17. Juni: Jahrestag des Volksaufstandes in der ehemaligen DDR (1953)

Der Anlass für den Aufstand war die Verschlechterung der wirtschaftlichen, sozialen und politischen Lage, die durch eine im Mai verfügte Arbeitsnormerhöhung um zehn Prozent noch verschärft wurde.
Am Morgen des 17. Juni 1953 legten Arbeiter im ganzen Land die Arbeit nieder. Demonstrationszüge formierten sich. Zentren waren neben Berlin noch Halle, Leipzig, Merseburg und Magdeburg. Nach Schätzungen beteiligten sich zwischen 400.000 und 1,5 Millionen Menschen.

Um 13 Uhr wurde in Berlin der Ausnahmezustand ausgerufen, die Sektorengrenze weitgehend abgeriegelt, 600 Panzer rückten aus.
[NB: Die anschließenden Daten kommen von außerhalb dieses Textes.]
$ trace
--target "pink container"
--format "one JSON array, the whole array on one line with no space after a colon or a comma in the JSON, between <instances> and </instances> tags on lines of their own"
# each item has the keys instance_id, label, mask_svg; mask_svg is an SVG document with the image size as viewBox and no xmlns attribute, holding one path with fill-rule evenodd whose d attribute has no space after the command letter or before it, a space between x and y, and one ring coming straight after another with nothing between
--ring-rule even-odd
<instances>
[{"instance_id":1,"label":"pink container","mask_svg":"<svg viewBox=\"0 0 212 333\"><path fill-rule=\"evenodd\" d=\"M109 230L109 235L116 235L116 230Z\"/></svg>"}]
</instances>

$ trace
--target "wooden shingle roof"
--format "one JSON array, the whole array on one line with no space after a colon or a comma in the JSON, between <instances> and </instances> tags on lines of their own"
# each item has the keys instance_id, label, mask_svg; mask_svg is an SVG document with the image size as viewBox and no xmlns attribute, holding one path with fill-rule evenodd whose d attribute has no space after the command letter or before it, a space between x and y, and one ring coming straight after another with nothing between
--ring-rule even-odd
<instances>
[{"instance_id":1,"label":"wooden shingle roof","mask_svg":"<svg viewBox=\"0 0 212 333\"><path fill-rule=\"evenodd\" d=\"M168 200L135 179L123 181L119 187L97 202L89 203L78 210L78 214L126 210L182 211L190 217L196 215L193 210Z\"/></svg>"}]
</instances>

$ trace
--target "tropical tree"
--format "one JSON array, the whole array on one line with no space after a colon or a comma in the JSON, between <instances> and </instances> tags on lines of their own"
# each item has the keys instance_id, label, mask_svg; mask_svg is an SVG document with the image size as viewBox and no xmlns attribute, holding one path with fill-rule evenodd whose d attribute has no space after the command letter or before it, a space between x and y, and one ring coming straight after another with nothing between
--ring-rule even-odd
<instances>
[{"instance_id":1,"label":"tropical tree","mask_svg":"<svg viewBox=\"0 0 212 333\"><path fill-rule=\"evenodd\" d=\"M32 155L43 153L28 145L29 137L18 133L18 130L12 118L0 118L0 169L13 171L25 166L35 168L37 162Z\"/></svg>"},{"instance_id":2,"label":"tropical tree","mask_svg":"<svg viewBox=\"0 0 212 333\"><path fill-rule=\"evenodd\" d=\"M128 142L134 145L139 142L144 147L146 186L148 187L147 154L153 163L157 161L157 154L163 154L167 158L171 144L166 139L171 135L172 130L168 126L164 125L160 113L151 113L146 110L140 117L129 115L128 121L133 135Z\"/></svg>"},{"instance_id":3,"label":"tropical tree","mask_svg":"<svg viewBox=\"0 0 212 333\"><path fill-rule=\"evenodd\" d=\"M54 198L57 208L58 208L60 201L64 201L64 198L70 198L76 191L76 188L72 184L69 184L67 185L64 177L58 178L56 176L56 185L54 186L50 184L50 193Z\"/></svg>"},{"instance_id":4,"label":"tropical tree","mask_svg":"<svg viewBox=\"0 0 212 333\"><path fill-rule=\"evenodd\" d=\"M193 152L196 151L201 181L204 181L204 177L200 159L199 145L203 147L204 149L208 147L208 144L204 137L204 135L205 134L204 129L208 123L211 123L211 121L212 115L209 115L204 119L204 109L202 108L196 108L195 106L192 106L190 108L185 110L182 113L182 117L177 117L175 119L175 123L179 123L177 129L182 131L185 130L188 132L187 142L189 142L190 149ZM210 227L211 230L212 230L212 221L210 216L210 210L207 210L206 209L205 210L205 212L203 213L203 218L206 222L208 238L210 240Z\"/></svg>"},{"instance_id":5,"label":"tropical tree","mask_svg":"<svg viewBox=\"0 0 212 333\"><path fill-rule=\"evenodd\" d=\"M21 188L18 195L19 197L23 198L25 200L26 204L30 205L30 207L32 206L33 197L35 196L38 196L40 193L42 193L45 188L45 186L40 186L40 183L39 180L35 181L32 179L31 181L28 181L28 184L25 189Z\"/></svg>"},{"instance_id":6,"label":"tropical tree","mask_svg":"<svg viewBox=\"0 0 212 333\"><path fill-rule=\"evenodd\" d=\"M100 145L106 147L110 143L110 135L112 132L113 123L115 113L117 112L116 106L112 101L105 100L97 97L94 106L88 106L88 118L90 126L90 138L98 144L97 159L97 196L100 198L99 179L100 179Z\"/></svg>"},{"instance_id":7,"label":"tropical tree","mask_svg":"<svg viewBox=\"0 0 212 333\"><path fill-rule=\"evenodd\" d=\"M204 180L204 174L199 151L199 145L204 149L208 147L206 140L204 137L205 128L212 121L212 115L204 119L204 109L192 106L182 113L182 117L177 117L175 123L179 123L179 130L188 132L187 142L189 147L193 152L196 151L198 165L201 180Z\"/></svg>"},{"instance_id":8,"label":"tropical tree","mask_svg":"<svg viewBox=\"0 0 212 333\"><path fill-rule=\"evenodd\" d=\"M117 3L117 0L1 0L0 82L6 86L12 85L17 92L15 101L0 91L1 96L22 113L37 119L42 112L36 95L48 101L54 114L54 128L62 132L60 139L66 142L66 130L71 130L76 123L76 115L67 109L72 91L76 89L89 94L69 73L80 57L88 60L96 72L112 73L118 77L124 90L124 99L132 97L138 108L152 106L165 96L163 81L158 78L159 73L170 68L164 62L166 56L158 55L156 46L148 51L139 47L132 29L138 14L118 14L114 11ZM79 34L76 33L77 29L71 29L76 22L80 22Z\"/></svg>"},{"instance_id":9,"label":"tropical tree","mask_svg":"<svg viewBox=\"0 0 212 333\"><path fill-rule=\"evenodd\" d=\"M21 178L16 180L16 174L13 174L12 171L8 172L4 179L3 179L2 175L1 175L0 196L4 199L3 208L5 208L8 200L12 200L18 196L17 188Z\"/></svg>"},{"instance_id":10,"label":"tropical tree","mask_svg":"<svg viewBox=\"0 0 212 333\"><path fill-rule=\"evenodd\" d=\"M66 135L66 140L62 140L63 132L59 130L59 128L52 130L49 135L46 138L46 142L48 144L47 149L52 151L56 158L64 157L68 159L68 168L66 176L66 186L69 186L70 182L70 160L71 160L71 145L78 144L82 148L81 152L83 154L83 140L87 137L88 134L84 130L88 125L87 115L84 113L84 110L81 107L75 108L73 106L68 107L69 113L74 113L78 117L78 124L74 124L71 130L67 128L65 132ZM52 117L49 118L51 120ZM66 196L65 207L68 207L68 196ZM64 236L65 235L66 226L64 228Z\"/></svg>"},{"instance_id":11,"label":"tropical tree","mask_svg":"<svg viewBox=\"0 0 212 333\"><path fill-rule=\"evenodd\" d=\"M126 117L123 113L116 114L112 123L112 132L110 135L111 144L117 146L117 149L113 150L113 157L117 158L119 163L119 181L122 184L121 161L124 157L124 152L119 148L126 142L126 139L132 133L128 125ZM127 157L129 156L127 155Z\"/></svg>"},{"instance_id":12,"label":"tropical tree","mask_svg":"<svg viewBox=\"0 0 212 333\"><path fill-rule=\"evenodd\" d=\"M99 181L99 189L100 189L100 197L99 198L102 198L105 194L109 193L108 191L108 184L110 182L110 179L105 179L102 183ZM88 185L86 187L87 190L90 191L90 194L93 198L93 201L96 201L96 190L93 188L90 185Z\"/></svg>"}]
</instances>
Landesweit wurden 16 Divisionen der Sowjetarmee mobilisiert, um die Demonstrationen zu beenden. Zwischen 50 und 125 Menschen kamen ums Leben. Tausende Protestler kamen vorübergehend in Haft, 1526 Angeklagte vor Gericht. Zwei Personen wurden zum Tode verurteilt.
Während die DDR-Regierung von einem durch westliche Geheimdienste inszenierten "faschistischen Putsch" sprach, bewerteten westdeutsche Politiker die Aufstände als den Willen der ostdeutschen Bevölkerung zur Freiheit und zur deutschen Einheit.

Der 17. Juni wurde in der Bundesrepublik Deutschland am 4. August 1953 als Tag der Deutschen Einheit zum gesetzlichen Feiertag erklärt. Seit 1990 fällt dieser Feiertag auf den 3. Oktober, zur Erinnerung an den Beitritt der fünf neuen Länder zur Bundesrepublik Deutschland.